Wednesday, January 1, 2014

24 Hours to an Album

The new year is upon us, and that means it is the final day of my "deadline". Call it a self-fulfilling prophecy, or just call it too much for one month (during the holidays). Either way, looking back, through these posts, much progress has been made since the first iteration of the mixdowns. So with 12 hours left (approximately), let's see where we stand.

The master tracks are set up with the 5 band EQ that Anthony described earlier, and a simple insert chain on the stereo out channel. The critical part of the EQ setup was where the bands crossover. I found that adjusting the crossover between all the mid bands played a big role in which aspects of the mixes stood out. Adjust the mid/mid-high crossover too wide and the crunch of the guitars disappears, too narrow and the mix gets muddy. It will still need some fine tuning.

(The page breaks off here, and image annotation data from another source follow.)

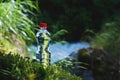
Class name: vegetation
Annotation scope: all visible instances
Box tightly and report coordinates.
[0,0,120,80]
[0,53,82,80]
[0,0,37,56]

The insert chain of the stereo out channel, consists of Slate Virtual Console, UAD Pultec EQ, Izotope Ozone 5, and Slate FG-X compressor. The Virtual Console adds nice saturation and drive to the mix. I used the Pultec EQ to add some broad EQ bumps (very minimal), and just that insert being in there with neutral EQ adds a bit of presence. The Ozone 5 plugin has a few different modules, but I only use the harmonic exciter, Post-EQ, and stereo imaging. The slate FG-X compressor / maximizer is the last plugin in the chain, and is ultimately responsible for compressing and leveling the entire mix. I really like this plugin because it lets you push the mix pretty hard without distortion or that pumping over compression sound you hear on some albums. As you can see from the picture, I have the setting pretty modest to start. I've been trying to get everything sounding loud and punchy without having to turn the big "gain" knob up past 5. After doing a few variations of the settings and EQ on the masters, I compared the mixes to other metal bands I normally listen to. If you really listen, you can hear the vast differences between all the commercial mixes out there. I could also hear, doing some quick A-B tests, where my masters fall short. It is mostly in the upper mids where there is some presence lacking. I turned to the Isotope Post EQ to take a look at where my frequency band is "lacking". On the spectrum, my mix is in light green, and the frequency band of another commercial metal band, I actually don't remember who, is in purple. The red line is the EQ curve applied. Notice at the ends there are two sharp low and high brickwall EQ cuts. These are set at 30Hz and 18Khz respectively, and this is mainly because there isn't any important musical information at these frequencies. You can see that the other mix did the same on the high side. There are two small dips where I heard some muddy sounding frequencies. For the most part, the curves are right there together, but then there is a separation around 2.5Khz through to the end. That is the upper mids that need some work. Its one thing to hear the difference, and its a beautiful thing to SEE that difference. I now know where my focus should be on these masters.
So moving forward, I found the weak spot in the masters, and identified the weakness in the mixes with the snare drum. All in all, I think it was a productive month. Hopefully this last bit doesn't take the rest of this month. Happy New Year!